Cada vez que visito el Colorao de Chucuito con amigos, familiares o los viajeros de la Ruta del Callao, me abstraigo del grupo para disfrutar el espectáculo. Trato de grabarme cada gesto de ida y vuelta que celebran los comensales y el Colorao. De cómo una anécdota de sus viajes por el mundo, una reflexión libre, un sabor inicial como del mushiame de atún, un sutil trago de pisco. En dosis perfectas tejen una especie de lazo de parentesco artificial entre los que participan. Lo veo en sus caras, en el brillo de sus ojos, en las sonrisas nerviosas y en los silencios ruborizados. Siento nostalgia del presente cada que me pasa y sé que debo retener de algún modo esa escena para contar un día que yo fui un testigo privilegiado de ese acto transformador del que hace gala todos los días, Andrés Augusto Angeles Bachet, El Colorao, que en minutos logra mágicamente el trato intimo con un recién conocido. En la antigua Grecia la palabra para designar a un cocinero o a un sacerdote, era la misma “mageiros” que proviene de magia. Cuando mi tocayo marca los pasos para armar el mushiame de atún, en ese instante veo una misa laica.
Primero, la galleta suspendida, luego con la cuchara en la diestra explorando al fondo del plato en busca del atún deshidratado, finalmente ya todo sobre la galleta lo corona con la palta, tomates y cebollas encurtidas con ají limo más el aceite de oliva. La liturgia termina con el Colorao sirviendo en la boca de cada comensal cada hostia.
SABORES. Un gran número de aspectos específicos acaba a los largo de los siglos por producir una cocina regional, y en este caso además, un genio del fuego.
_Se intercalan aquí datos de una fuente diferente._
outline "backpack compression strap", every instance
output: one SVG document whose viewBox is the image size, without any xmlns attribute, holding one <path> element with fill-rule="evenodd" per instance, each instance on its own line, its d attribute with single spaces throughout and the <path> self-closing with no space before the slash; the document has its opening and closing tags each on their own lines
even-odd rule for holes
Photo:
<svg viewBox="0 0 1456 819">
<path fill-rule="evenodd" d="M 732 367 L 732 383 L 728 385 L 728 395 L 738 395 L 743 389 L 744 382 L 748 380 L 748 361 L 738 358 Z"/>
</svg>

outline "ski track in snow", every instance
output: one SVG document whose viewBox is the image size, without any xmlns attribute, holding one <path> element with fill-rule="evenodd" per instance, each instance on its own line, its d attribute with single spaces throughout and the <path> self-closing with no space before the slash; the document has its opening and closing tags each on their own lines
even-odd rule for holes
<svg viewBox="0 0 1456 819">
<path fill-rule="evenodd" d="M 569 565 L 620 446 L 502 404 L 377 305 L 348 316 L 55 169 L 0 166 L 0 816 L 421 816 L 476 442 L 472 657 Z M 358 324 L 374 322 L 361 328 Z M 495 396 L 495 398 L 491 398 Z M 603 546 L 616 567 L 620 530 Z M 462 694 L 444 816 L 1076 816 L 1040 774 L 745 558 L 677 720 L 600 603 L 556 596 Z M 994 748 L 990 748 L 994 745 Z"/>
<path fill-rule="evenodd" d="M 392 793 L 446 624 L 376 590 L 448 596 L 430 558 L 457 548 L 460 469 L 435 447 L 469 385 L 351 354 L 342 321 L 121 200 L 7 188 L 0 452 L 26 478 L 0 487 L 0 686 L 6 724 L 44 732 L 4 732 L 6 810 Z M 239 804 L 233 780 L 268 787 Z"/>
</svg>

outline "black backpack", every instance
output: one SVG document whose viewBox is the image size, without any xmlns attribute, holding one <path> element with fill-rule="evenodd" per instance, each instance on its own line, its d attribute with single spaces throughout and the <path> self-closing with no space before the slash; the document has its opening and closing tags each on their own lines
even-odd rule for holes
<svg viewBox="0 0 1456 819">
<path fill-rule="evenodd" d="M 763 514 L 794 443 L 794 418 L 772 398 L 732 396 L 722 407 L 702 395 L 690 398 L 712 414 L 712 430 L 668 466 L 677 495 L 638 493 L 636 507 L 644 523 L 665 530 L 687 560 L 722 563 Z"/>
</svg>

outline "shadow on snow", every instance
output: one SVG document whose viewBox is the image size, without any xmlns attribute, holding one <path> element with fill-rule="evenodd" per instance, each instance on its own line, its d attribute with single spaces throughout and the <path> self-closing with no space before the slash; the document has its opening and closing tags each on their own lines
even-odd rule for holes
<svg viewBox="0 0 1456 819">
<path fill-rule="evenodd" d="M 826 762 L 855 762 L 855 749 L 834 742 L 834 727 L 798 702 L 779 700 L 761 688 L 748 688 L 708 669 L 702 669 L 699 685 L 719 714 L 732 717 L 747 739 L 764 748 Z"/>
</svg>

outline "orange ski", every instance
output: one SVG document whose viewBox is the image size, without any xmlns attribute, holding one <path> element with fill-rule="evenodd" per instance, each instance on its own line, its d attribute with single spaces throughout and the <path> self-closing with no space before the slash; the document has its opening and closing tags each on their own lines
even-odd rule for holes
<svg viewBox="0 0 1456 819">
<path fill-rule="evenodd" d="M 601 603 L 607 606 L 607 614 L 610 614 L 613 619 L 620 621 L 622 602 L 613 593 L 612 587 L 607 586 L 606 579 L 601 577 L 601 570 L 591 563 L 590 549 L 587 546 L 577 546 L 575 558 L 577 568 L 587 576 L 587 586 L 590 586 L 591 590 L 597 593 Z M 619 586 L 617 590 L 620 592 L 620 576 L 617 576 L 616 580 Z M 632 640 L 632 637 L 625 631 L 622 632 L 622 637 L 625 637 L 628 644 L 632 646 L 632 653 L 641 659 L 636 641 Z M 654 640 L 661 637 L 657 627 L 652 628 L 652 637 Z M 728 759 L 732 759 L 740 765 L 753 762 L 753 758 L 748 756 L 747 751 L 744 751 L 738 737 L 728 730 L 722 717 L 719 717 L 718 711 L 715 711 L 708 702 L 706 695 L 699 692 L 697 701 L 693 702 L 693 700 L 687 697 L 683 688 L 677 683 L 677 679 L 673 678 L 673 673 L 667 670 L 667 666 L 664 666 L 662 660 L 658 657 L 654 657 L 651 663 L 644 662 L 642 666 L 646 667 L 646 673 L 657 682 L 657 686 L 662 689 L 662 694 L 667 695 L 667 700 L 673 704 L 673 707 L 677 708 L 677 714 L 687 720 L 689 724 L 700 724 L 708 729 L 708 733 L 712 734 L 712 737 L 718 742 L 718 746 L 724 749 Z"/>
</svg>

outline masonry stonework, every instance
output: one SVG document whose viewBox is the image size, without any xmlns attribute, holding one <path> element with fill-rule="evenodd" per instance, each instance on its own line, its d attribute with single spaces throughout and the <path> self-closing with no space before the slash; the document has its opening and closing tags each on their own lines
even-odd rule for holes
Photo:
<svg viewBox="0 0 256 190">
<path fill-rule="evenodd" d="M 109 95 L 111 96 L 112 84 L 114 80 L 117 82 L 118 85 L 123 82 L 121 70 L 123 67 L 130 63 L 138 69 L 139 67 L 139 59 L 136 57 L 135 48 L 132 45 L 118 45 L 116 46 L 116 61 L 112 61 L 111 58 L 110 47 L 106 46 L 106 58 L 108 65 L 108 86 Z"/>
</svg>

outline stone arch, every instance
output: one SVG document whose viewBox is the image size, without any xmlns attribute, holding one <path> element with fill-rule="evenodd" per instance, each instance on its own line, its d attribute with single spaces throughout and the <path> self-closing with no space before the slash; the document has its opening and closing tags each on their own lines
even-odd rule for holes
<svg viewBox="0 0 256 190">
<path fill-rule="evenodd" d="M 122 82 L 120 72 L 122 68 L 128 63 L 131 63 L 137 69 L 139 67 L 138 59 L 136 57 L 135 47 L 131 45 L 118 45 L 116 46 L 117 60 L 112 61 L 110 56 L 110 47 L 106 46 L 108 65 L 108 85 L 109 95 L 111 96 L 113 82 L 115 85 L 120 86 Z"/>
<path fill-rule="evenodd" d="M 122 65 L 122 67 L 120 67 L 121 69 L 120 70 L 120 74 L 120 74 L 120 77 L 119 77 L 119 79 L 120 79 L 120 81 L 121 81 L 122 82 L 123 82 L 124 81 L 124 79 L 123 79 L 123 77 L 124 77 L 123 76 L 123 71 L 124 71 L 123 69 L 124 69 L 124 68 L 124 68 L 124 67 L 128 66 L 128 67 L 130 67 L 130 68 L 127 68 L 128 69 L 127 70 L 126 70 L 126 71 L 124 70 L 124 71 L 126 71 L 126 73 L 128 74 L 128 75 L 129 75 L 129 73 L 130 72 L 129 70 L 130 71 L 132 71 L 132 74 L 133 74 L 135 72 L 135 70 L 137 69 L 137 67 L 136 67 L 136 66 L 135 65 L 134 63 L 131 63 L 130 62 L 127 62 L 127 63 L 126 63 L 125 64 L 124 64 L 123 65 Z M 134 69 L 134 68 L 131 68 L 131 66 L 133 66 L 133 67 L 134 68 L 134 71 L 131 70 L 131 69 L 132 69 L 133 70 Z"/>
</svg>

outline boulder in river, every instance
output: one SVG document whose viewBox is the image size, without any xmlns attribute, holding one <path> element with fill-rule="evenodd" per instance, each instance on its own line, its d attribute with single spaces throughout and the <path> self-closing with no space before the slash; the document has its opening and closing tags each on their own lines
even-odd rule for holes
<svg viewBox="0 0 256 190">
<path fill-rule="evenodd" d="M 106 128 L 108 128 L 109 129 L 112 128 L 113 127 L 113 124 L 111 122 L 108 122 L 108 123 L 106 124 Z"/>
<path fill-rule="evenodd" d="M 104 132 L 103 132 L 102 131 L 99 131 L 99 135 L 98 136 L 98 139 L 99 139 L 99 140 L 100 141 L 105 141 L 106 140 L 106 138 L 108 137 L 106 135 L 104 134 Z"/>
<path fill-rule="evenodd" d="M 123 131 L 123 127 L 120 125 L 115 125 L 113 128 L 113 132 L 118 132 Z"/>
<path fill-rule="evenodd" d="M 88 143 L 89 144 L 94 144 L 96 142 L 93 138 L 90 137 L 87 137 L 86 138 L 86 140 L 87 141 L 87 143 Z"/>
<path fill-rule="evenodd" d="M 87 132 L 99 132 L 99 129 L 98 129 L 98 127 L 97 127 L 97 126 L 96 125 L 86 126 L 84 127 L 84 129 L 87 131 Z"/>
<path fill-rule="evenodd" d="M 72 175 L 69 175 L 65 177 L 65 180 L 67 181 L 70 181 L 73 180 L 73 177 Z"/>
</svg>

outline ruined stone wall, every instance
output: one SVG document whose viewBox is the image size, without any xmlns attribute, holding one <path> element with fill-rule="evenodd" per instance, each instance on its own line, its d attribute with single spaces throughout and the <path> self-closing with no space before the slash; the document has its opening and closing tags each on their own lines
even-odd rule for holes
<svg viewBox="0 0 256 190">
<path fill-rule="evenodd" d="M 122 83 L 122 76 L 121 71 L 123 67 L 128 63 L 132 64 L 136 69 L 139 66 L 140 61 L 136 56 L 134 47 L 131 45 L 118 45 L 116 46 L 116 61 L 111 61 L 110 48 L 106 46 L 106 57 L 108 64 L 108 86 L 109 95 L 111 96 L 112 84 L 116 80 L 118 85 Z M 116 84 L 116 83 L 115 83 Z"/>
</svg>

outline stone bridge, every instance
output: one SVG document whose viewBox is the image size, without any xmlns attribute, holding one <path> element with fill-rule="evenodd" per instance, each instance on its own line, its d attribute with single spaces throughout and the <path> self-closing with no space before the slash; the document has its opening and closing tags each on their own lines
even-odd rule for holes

Los italianos llegan al Perú por el Callao hacia 1850, y entre otros importantes aportes para nuestra cocina nos dejaron la técnica de preservación llamada mushiame, la misma que inspira su plato estrella y que probaría por primera vez, a sus 18 años.
El Colorao nació en los Barrios Altos, nave nodriza del criollismo y fue de Julia Castro Peralta y de Rosa Dávila de Bachet, abuelas de padre y madre respectivamente; de quienes aprendería la Carbonara, guiso con papas y varios tipos de carnes y el sancochado. Sin embargo, su gran maestra fue doña Aída Bachet Dávila, su madre, quien alegraba sus días de colegial con las caiguas rellenas, cazuelas y su escabeche de bonito. Su padre, Andrés Ángeles Castro, partió cuando era muy niño y le transmitió la vocación por los dulces que lo llevaría años después a ser el rey de las cremoladas en Chucuito. Vivió hasta los 14 años en Barrios Altos, pasó a Magdalena con doña Aída y a los 18 años llega al Callao y se enlista como marino de guerra y mercante donde dio al menos dos vueltas al mundo antes de llegar y ser líder sindical del primer puerto del Perú.
Criollo, marino y agitador de masas.
De ahí su cocina. Su cebiche mediterráneo, el veinte de agosto y medallones de pez espada con caracoles con salsa agridulce. Conociendo de lo que es capaz, fui con cierto miedo a probar su escabeche de bonito porque sabía que me iba acordar de él por todo el resto de mi vida. La cocina del Colorao es un medio para salvaguardar nuestros rasgos identitarios. Como guardián de una estirpe nos protege de la estandarización de la gran industria. Vamos como hambrientos devotos a una purificación y es por eso que en la cocina del Colorao, el cliente nunca tiene la razón.